The justification for the billion-dollar highway project is flimsy. The state DOT says traffic will grow 24 percent by 2030, but traffic has actually declined on the highway during the last four years data was available. The Milwaukee region grew less than 1 percent over the last 13 years, and total driving in Wisconsin hasn't increased in the last 10 years. There is no reason to think the next 15 years will be all that different.
Since WisDOT is only considering different road expansion scenarios for this corridor, WisPIRG decided to do the work the agency has refused to do, hiring New Jersey DOT veteran Mark Stout to study what else the state can get for its money besides a few extra highway lanes.
A coalition fighting the I-94 expansion released the results of Stout's work yesterday. Stout recommends that WisDOT rehab I-94 without breaking the bank on new traffic lanes. More important than expanding the road, he writes, is providing options to get around without clogging streets with more cars -- namely, beefed up transit.

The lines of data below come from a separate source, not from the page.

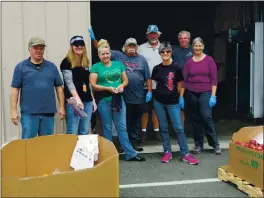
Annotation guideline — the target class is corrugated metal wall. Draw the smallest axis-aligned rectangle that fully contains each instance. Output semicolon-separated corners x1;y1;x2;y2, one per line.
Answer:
1;2;91;143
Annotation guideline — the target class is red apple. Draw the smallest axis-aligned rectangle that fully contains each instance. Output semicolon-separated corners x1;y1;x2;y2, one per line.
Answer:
255;146;263;151
249;140;257;146
249;144;256;149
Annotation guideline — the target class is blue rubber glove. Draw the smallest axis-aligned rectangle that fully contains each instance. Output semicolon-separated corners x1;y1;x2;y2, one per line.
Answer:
88;26;96;40
179;97;184;109
209;96;216;108
146;92;152;102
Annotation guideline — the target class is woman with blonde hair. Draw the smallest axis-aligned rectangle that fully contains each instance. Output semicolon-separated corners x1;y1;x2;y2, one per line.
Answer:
90;39;145;161
60;35;97;135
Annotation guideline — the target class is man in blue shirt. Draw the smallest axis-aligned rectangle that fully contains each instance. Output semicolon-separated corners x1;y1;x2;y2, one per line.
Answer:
11;37;65;139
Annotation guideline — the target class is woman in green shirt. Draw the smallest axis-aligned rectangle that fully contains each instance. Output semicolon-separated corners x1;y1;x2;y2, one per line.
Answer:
90;40;145;161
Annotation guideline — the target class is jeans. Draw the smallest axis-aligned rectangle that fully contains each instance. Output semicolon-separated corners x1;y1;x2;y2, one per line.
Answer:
97;100;137;160
66;101;93;135
21;113;54;139
154;99;189;157
126;103;145;143
184;90;219;148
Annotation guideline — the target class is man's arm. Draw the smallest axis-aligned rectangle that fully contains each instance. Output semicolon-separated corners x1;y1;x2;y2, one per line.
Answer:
147;79;152;92
10;87;20;125
56;86;65;120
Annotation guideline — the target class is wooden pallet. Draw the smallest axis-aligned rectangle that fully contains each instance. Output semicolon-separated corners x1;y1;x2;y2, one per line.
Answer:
218;165;264;197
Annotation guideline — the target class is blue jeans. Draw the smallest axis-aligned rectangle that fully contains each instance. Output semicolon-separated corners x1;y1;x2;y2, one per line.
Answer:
21;113;54;139
97;100;137;159
184;90;219;148
153;99;189;156
66;101;93;135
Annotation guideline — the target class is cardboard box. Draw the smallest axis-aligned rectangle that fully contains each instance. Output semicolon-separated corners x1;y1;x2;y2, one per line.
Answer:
228;126;264;190
1;134;119;197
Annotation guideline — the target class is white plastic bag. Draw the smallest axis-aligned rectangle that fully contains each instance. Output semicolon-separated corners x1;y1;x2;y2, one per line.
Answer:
70;134;99;170
253;132;263;144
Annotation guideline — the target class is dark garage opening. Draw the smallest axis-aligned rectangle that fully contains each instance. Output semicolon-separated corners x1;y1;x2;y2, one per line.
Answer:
91;1;263;139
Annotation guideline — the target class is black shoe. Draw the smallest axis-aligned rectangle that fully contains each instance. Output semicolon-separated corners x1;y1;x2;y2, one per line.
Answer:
214;145;222;155
127;155;146;162
133;145;144;151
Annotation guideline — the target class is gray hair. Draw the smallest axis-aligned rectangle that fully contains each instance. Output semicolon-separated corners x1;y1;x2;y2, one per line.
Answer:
192;37;204;46
178;30;191;39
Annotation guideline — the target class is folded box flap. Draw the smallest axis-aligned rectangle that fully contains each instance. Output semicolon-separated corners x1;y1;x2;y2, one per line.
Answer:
1;139;27;178
26;134;78;177
232;126;264;142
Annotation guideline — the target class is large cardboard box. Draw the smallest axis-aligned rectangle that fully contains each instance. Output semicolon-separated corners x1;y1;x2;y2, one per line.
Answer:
1;134;119;197
228;126;264;190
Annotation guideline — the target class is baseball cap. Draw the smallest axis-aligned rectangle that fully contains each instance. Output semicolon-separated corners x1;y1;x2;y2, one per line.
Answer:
122;38;138;52
125;38;137;45
146;25;161;34
159;42;172;53
28;36;46;47
70;35;84;45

Stout developed a conceptual rapid transit plan [above] that would enable residents to travel the corridor by bus or rail. The transit plan is designed to serve important clusters of housing and jobs, and to connect with the city's planned downtown streetcar, increasing the usefulness of both systems. Stout did not attempt to put a price tag on the transit expansion, but he said it could likely be accommodated with existing resources outlined in the region's Transportation Improvement Plan, a docket of projects eligible for federal funding.
“Rather than squander billions of tax dollars on overbuilding highways, WISDOT should be offering a vision for transportation that will help strengthen communities, connect people to jobs, and better accommodate changing local needs," said WisPIRG's Bruce Speight in a press release. "They aren’t doing it, so we have to do it for them.”